LintasWarganet.com – 09 Juni 2026 | Menteri Lingkungan Hidup sekaligus Kepala Badan Pengendalian Lingkungan Hidup, Mohammad Jumhur Hidayat, menegaskan pentingnya mengangkat kearifan lokal Bali sebagai contoh nyata upaya pelestarian lingkungan di tingkat nasional.
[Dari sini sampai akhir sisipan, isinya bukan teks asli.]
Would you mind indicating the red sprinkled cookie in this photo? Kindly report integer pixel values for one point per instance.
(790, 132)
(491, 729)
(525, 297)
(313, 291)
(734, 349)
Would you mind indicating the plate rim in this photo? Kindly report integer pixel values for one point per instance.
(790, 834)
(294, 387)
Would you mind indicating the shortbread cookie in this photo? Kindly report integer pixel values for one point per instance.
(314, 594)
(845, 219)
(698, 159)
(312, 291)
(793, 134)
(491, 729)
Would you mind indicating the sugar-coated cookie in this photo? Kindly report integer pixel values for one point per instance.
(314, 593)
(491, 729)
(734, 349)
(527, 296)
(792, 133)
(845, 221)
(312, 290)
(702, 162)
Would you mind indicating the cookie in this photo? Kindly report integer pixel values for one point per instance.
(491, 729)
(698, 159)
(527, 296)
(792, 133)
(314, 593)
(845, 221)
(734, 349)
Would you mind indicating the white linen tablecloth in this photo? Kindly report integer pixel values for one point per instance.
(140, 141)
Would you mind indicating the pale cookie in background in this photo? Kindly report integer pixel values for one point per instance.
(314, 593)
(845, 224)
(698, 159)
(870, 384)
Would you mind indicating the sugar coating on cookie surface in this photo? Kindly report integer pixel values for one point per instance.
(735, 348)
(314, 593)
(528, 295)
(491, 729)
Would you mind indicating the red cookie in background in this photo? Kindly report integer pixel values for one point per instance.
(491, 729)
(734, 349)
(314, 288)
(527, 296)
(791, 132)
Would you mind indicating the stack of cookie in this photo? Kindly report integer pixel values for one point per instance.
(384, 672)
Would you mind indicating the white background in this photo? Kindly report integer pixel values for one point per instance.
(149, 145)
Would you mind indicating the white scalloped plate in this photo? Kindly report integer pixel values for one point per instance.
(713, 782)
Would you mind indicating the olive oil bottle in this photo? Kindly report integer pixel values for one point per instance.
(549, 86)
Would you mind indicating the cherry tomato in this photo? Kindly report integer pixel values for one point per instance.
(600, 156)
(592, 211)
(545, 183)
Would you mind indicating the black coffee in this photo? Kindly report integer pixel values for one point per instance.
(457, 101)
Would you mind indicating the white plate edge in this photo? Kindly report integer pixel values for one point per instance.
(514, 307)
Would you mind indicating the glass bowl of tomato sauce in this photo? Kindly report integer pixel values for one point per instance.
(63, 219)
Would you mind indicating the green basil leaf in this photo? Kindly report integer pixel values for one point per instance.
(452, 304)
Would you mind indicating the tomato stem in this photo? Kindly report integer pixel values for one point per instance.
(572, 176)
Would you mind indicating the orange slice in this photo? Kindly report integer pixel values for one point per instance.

Dalam konferensi pers yang digelar di Jakarta, Menteri menyoroti berbagai praktik tradisional yang telah terbukti berhasil menjaga ekosistem Pulau Dewata.
“Kekayaan budaya Bali tidak hanya terletak pada seni dan upacara, tetapi juga pada sistem pengelolaan sumber daya alam yang berkelanjutan,” ujar Jumhur Hidayat. “Kita dapat belajar dari subak, tata cara pengelolaan limbah organik, hingga program penanaman pohon yang melibatkan seluruh lapisan masyarakat,” tambahnya.
Beberapa contoh kearifan lokal yang diangkat antara lain:
- Subak: Sistem irigasi tradisional yang mengatur aliran air secara adil dan mengoptimalkan penggunaan lahan pertanian.
- Tri Hita Karana: Prinsip hidup harmonis antara manusia, lingkungan, dan Tuhan yang mendorong praktik konservasi alam.
- Pengelolaan Sampah: Desa-desa di Bali telah menerapkan pemilahan sampah dan komposting, mengurangi beban TPA.
- Reboisasi: Program penanaman pohon kelapa dan pohon bakau di pesisir untuk mengurangi erosi dan melindungi terumbu karang.
Menteri menekankan bahwa pemerintah pusat siap memberikan dukungan berupa pendanaan, pelatihan, dan penyusunan regulasi yang mempermudah replikasi model Bali di daerah lain. “Kita tidak hanya ingin mengagungkan budaya, tetapi juga mengintegrasikannya ke dalam kebijakan lingkungan yang modern,” tuturnya.
Langkah selanjutnya, Kementerian Lingkungan Hidup akan menyelenggarakan lokakarya bersama pemerintah daerah, LSM, dan komunitas adat untuk merumuskan panduan praktis yang dapat diadopsi oleh provinsi lain. Diharapkan, melalui sinergi antara kebijakan nasional dan kearifan lokal, Indonesia dapat memperkuat komitmen pada agenda keberlanjutan global.